In the past six years, there has been significant upheaval in home prices, rental costs, and housing construction. This led to calls to increase new construction, and for some politicians – including Ontario Premier Doug Ford – to make wild pledges of extreme housing construction goals. Yet for all the prognostications and announcements, home construction is not where it needs to be in the country. Why?
A national report from the Canada Mortgage and Housing Corporation from July 16 said that the six-month trend for housing starts improved by 3.6 per cent nationally. But that growth is not consistent across the country. British Columbia and Atlantic Canada have growth, especially Vancouver and Halifax. The Prairie provinces also have some modest growth, as does Quebec (including Montreal). Where housing starts have not only flatlined but decreased precipitously is in Ontario.
Multi-unit developments in Toronto have dropped by 40 per cent since this time last year. Part of this is attributed to problems in that city’s superheated condo market where many developers are in financial peril as newly-completed condo units pre-sold at record high prices are now being defaulted on by buyers. That glut in Toronto has a ripple effect for other developments in the city, and the province.
Even with some cities like Mississauga and Vaughan cutting development charges in half, those charges still add over $100K to the cost of a single-family home and $75-80K to a condo or apartment unit. Despite the passage of acts by Premier Doug Ford’s government, housing starts in big cities are tanking. That has a negative effect in rural areas across the province too.
Municipalities with lower but still significant housing charges in rural areas attract in-province migration to more affordable areas. The lack of services and growth of sprawl negatively affect those areas, and price out local residents.
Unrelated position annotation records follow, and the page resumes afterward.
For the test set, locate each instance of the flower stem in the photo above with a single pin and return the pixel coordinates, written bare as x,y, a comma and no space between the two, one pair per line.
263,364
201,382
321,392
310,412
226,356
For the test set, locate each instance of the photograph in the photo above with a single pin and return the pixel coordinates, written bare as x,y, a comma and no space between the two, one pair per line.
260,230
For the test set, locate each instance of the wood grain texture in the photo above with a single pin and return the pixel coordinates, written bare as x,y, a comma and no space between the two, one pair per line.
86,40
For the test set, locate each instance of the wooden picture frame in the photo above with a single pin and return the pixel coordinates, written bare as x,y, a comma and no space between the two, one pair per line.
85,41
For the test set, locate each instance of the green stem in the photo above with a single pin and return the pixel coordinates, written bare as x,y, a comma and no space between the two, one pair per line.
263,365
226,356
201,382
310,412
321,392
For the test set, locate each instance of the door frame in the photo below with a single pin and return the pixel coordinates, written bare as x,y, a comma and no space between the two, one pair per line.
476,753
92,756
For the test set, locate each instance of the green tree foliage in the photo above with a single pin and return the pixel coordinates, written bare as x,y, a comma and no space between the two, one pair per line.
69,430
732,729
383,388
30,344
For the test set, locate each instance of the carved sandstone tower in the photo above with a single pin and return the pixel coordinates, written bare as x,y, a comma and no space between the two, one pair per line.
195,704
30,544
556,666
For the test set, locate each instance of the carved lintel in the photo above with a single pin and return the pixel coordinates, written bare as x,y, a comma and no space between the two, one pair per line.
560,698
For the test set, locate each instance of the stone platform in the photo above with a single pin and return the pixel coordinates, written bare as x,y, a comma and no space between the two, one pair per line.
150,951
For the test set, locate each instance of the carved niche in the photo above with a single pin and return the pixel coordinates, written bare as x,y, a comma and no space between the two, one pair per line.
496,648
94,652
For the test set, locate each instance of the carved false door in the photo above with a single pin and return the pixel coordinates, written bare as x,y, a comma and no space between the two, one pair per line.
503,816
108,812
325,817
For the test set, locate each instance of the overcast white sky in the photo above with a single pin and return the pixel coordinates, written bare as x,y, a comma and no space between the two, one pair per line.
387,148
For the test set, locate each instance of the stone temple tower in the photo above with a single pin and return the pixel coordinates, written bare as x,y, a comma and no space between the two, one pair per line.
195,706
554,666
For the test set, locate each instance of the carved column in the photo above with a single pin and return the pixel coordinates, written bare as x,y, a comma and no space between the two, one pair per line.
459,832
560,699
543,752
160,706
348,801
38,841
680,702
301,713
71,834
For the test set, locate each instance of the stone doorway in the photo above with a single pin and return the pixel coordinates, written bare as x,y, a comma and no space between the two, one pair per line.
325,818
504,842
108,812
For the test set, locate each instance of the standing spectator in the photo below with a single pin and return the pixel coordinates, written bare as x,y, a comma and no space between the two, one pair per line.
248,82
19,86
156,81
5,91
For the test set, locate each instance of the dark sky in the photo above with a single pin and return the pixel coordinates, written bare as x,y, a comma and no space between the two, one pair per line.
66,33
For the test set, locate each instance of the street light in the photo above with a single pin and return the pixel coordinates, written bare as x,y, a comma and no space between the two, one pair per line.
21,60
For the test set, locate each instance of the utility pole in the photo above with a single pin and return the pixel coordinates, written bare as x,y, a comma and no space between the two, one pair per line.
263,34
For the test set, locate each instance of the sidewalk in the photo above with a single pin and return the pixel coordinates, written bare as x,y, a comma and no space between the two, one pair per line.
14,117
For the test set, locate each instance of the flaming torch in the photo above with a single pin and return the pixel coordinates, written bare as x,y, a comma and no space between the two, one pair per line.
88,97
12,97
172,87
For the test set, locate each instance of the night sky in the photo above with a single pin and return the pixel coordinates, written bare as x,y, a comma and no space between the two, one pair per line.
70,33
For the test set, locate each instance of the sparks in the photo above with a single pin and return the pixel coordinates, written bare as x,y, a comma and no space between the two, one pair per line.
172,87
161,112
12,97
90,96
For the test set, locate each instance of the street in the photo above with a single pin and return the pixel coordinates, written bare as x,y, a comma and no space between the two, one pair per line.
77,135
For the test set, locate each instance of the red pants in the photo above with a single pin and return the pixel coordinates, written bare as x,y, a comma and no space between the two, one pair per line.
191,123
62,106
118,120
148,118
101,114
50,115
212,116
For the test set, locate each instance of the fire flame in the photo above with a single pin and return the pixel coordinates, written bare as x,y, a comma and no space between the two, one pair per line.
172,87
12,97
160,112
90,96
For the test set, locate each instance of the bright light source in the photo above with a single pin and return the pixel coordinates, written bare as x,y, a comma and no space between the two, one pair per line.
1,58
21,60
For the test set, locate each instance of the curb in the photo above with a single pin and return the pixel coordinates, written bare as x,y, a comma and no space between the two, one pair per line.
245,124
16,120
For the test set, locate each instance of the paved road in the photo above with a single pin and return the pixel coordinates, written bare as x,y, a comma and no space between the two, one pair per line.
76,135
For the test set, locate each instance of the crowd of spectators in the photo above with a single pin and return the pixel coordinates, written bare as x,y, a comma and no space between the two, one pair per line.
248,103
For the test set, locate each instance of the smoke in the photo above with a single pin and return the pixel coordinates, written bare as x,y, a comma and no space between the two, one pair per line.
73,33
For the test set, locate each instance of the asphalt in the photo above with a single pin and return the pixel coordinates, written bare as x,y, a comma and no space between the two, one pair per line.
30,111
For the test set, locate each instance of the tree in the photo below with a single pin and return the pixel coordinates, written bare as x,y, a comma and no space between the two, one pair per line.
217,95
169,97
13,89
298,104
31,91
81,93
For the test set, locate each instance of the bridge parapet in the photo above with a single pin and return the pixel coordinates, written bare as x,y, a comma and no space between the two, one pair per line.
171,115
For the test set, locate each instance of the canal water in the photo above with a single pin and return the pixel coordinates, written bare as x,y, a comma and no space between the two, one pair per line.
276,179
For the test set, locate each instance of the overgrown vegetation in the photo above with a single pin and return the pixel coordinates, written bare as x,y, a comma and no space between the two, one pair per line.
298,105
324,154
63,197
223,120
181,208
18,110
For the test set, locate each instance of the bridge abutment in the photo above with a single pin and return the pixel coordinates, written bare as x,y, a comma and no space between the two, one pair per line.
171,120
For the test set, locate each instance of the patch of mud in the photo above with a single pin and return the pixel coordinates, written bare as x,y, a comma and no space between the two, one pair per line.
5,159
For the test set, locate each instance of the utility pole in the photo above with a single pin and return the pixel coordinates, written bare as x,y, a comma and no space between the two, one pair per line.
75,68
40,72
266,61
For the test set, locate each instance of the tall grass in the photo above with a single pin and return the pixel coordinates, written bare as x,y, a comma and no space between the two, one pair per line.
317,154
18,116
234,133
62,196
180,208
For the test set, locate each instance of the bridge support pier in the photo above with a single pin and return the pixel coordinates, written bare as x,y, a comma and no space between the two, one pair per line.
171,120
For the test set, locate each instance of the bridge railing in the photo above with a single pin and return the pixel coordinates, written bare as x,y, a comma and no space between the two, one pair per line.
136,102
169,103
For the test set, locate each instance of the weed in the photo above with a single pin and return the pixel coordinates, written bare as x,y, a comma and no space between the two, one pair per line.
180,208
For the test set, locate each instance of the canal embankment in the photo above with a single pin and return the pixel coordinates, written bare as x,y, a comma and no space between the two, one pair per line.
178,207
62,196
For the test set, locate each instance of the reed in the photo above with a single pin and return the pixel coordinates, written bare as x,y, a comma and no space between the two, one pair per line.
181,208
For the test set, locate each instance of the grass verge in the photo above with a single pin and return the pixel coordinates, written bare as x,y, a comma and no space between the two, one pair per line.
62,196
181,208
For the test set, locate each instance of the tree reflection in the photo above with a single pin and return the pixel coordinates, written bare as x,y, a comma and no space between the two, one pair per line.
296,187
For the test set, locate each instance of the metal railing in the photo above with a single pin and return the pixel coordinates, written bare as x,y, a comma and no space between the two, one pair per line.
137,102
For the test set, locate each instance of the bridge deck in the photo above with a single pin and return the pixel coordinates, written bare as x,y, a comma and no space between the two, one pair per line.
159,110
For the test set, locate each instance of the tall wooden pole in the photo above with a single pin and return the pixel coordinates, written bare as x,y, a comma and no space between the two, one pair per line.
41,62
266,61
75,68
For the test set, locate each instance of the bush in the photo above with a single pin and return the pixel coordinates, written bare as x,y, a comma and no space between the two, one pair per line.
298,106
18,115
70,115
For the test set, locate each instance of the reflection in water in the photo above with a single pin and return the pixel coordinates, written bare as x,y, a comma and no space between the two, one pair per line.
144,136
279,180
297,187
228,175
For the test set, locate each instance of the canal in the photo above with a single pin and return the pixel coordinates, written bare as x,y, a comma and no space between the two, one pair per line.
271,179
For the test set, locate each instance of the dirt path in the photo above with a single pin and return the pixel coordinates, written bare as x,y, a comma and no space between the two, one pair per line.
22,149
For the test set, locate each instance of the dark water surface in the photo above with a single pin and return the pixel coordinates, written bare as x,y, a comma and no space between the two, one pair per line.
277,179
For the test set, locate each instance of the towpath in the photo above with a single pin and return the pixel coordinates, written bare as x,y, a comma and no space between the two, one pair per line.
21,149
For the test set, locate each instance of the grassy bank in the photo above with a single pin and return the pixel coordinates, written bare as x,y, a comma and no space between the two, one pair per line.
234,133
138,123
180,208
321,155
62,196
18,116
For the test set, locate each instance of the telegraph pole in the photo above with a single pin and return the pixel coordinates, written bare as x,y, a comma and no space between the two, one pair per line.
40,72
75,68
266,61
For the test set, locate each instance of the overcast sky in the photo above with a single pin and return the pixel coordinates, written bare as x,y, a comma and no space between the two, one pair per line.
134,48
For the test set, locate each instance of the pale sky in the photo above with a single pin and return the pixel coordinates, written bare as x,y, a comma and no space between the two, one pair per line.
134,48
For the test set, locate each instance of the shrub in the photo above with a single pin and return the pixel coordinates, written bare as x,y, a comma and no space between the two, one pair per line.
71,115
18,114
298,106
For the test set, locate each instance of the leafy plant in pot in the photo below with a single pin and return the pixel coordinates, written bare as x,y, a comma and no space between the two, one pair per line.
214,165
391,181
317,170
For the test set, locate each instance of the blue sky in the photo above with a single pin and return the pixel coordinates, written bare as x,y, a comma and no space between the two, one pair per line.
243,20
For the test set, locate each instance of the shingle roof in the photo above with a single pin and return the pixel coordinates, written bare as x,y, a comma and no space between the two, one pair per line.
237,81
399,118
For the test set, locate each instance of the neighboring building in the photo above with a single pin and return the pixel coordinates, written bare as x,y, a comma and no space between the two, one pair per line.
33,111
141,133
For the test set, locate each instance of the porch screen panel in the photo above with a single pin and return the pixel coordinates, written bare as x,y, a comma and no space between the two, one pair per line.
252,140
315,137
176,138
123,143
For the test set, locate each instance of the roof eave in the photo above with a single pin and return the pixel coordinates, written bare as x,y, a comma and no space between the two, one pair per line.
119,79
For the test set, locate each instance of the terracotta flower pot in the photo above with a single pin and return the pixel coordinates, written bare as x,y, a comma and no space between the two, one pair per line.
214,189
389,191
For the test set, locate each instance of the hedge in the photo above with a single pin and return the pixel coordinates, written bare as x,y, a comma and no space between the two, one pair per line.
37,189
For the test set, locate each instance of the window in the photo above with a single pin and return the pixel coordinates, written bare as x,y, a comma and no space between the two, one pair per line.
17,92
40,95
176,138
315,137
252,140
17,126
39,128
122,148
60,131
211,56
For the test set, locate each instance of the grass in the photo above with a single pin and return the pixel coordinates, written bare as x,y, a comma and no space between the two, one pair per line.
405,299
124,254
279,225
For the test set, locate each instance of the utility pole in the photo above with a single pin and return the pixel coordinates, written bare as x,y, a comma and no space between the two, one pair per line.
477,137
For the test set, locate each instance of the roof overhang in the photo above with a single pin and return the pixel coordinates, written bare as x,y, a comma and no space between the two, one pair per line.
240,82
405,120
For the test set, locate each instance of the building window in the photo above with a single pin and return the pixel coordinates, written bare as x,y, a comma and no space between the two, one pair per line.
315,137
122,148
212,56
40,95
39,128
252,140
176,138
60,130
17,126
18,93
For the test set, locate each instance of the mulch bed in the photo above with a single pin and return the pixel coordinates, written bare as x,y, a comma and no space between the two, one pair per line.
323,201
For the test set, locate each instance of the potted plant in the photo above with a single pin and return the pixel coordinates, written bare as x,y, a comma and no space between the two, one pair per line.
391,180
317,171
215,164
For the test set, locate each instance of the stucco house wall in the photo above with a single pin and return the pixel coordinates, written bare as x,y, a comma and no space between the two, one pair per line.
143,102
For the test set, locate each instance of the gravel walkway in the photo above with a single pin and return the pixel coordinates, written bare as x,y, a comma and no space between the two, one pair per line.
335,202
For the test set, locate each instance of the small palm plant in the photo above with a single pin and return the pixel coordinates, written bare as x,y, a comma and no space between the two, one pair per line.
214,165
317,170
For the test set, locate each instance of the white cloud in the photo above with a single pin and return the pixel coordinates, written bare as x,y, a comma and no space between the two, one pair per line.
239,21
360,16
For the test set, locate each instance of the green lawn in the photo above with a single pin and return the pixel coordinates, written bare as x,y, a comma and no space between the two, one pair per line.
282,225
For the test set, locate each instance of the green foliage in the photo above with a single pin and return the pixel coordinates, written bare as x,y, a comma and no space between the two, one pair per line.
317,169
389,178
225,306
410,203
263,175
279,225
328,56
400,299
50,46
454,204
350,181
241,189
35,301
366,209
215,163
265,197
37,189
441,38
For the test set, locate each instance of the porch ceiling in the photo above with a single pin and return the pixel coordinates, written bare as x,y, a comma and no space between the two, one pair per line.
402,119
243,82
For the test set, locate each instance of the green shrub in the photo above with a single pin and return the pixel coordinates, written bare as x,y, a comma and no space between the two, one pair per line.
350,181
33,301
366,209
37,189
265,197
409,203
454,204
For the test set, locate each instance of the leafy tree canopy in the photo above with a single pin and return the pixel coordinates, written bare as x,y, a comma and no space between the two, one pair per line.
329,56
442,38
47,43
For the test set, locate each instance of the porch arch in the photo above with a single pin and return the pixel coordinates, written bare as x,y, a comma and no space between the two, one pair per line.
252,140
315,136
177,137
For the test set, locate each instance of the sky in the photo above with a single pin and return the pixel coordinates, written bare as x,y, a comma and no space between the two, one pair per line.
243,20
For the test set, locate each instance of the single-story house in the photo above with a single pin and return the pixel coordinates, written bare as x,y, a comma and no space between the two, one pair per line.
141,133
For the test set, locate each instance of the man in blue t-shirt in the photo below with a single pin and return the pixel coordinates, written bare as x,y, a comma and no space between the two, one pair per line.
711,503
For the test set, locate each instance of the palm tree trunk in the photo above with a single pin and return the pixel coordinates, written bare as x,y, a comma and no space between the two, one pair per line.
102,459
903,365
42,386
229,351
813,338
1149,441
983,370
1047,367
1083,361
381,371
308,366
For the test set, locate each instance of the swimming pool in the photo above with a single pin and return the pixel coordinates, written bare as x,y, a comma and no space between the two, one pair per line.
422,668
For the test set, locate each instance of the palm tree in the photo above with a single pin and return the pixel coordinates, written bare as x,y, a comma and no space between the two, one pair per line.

New development charges (South Dundas) and continued development charges (rest of SDG) make new home construction less attractive, slowing the potential for growth and increasing prices due to lack of supply. So long as demand for affordable housing outpaces supply, affordability is going to remain an issue.
The Ford government has passed multiple acts to help “kick-start” development, but municipalities and developers are not biting because both parties do not want to take a financial hit to achieve the province’s goal of building 1.5 million homes by 2031. Until there are significant financial incentives from the province to keep municipalities financially whole, and keep profit margins acceptable for developers, Ontario will continue to lag behind the rest of the country in building new homes.